Vicenza: città patrimonio dell'Unesco

Betsabea al Bagno

AutorePietro Liberi
Periodo(Padova 1614 – Venezia 1687)
SupportoTela, 174,5x224
InventarioA 304

Il quadro, precedentemente interpretato come Bagno di Diana, raffigura, in realtà, l'episodio biblico di Betsabea che, assistita dalle ancelle, si accinge al bagno.
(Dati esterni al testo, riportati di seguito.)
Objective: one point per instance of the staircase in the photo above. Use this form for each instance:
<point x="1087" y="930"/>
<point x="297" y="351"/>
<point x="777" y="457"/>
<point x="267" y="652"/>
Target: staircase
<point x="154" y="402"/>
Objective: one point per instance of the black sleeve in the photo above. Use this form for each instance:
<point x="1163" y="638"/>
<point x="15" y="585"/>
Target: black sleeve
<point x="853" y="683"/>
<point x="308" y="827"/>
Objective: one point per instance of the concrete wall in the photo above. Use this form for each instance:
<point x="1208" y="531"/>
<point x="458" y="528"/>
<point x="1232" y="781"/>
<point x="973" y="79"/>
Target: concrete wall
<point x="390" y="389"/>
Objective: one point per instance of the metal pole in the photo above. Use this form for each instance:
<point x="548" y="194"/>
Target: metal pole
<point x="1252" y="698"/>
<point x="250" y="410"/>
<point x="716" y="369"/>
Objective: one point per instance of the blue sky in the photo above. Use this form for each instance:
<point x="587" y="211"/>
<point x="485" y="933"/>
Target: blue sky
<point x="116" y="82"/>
Si può escludere l’identificazione con Diana sia per l’assenza del crescente lunare, tradizionale attributo che compare sempre sulla fronte della dea, sia per la presenza del messaggero che sopraggiunge con una missiva, allusiva al futuro incontro di re Davide con Betsabea.

Anche se la scena è di carattere sacro, offre all’artista il pretesto per indugiare sull’aspetto erotico, in linea con le tematiche libertine che la cultura francese aveva portato in Laguna.

Descrizione figurativa

Il dipinto ritrae la biblica Betsabea che, assistita dalle ancelle, sta facendo il bagno, naturalmente seminuda; in questa situazione la intravvede il re Davide il quale, invaghitosi perdutamente, pur sapendola moglie di dei suoi soldati, Uria, stringe con lei una carnale relazione, mettendola incinta. Per mascherare questo evento, fa richiamare dalla guerra Uria, ordinandogli di giacere con la moglie, ma avendone ricevuto un netto rifiuto, lo rimanda in guerra, raccomandando ai suoi generali di schierarlo in prima fila: in tal modo Uria verrà ucciso e Davide potrà sposare Betsabea, da cui avrà due figli, il primo dei quali morirà per la punizione del suo peccato, mentre il secondo sarà Re Salomone. Pur presentando un avvenimento biblico, quindi a tema sacro, il dipinto si caratterizza per un'impronta tipicamente libertina, che nel corso del 17° secolo la cultura francese aveva esportato anche a Venezia.